Global megatrends, including climate change and urbanisation, are shaping and changing how we live in the future. Multiple aspects of our living conditions—environmental and societal—are subject to change regardless of where we live. Recently, the COVID-19 pandemic rapidly placed us in an unexpected new situation that dramatically affected our daily lives. These changes have had and will continue to have an effect on our mental health and well-being [1,2]. With the global increase in mental health issues, deeper understanding of how place and space affect our mental health is therefore urgently needed.
This Special Issue, “Place, Space, and Mental Health”, called for contributions dealing with the various ways in which human mental health is affected by its physical surroundings. We were particularly interested in innovative research methodologies addressed at tackling topical issues regarding the role of place and space for mental health. The seven included papers all provide new knowledge on how mental health is affected by place and space at different scales, and, more broadly, how these processes can be considered in the urban planning of specific types of places and landscapes.

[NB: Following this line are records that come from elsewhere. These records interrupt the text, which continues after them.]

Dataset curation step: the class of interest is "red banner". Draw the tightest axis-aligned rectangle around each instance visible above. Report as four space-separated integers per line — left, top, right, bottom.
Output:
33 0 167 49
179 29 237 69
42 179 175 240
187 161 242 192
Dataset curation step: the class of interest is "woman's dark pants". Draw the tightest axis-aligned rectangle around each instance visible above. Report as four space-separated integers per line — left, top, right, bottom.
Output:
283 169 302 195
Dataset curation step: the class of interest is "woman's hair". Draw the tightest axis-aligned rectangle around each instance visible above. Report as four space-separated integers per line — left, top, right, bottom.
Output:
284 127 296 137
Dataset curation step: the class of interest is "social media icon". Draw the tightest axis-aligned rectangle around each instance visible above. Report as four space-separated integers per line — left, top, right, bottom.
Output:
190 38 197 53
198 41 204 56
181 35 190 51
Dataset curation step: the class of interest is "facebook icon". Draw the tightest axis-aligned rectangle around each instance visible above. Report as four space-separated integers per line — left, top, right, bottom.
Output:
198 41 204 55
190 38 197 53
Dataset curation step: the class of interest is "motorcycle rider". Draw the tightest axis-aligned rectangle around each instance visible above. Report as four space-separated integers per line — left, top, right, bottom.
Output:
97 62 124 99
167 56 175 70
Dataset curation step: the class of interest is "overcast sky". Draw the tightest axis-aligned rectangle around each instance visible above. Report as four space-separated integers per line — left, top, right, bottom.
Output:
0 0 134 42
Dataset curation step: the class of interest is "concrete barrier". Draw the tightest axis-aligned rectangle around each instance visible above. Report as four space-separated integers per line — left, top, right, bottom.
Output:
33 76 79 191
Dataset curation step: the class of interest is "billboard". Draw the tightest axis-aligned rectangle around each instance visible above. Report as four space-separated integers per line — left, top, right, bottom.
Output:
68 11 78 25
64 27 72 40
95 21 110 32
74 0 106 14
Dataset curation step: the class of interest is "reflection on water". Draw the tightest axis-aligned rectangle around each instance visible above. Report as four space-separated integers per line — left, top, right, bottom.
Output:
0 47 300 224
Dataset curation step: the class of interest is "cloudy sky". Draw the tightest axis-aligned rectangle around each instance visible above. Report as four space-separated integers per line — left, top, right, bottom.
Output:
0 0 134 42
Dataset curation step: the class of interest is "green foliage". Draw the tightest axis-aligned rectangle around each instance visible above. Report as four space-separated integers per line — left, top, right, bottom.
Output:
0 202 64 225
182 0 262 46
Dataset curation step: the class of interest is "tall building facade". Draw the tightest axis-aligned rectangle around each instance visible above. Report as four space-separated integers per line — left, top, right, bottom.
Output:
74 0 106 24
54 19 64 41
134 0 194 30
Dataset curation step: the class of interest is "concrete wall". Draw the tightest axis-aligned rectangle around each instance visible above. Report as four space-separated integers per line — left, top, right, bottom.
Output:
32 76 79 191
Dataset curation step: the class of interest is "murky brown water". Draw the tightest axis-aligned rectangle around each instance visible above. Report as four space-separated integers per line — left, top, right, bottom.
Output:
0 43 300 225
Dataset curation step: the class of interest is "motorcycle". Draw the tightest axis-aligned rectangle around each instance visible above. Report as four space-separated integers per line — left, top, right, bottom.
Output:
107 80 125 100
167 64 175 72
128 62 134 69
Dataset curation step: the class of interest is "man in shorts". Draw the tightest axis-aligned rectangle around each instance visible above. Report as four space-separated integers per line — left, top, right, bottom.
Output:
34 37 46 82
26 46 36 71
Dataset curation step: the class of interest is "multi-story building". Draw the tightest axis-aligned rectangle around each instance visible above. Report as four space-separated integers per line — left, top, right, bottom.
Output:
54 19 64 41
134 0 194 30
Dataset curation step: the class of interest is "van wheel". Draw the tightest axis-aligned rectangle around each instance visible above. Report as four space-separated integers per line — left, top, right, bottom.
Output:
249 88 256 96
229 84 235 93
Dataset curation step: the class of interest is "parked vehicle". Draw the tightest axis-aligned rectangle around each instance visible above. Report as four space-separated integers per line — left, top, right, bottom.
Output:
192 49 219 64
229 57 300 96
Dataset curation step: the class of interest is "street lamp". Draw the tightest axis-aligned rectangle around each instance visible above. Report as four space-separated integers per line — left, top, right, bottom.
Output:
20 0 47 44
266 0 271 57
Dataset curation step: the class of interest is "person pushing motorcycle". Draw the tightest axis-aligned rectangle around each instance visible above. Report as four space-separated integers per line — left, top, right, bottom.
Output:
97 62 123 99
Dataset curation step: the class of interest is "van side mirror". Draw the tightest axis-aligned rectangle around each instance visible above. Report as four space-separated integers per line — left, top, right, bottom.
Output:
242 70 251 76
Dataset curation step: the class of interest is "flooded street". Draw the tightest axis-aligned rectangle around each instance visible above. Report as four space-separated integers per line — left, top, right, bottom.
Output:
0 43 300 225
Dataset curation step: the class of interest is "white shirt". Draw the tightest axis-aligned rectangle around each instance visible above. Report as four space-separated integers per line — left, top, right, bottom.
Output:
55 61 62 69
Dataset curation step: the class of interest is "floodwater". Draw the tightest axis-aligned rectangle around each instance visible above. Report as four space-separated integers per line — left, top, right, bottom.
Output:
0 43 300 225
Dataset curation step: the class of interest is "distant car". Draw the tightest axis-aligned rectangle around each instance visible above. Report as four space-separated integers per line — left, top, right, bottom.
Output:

The included collection of articles is diverse in terms of topics, methodologies, and environmental domains. Three papers are related to environmental crises and the ways the environment can help us cope when faced with unusual situations. Regarding the recent COVID-19 pandemic, Bernat et al. [3] assessed students in Lubin, Poland and found that recreational areas, especially those with nature, scenic views, and therapeutic values, gained importance among students during the pandemic. Scrima et al. [4] examined the perspective of employees in a COVID-19 vaccination centre and found that their appreciation of art at the workplace was associated with less work-related exhaustion. Chan et al. [5] examined dilemmas over relocation after a natural disaster, flash flooding, in Ellicott City, USA. Their study showed how leaving one’s home after a crisis is a complex dilemma involving communal, historical, environmental, emotional, and economical considerations.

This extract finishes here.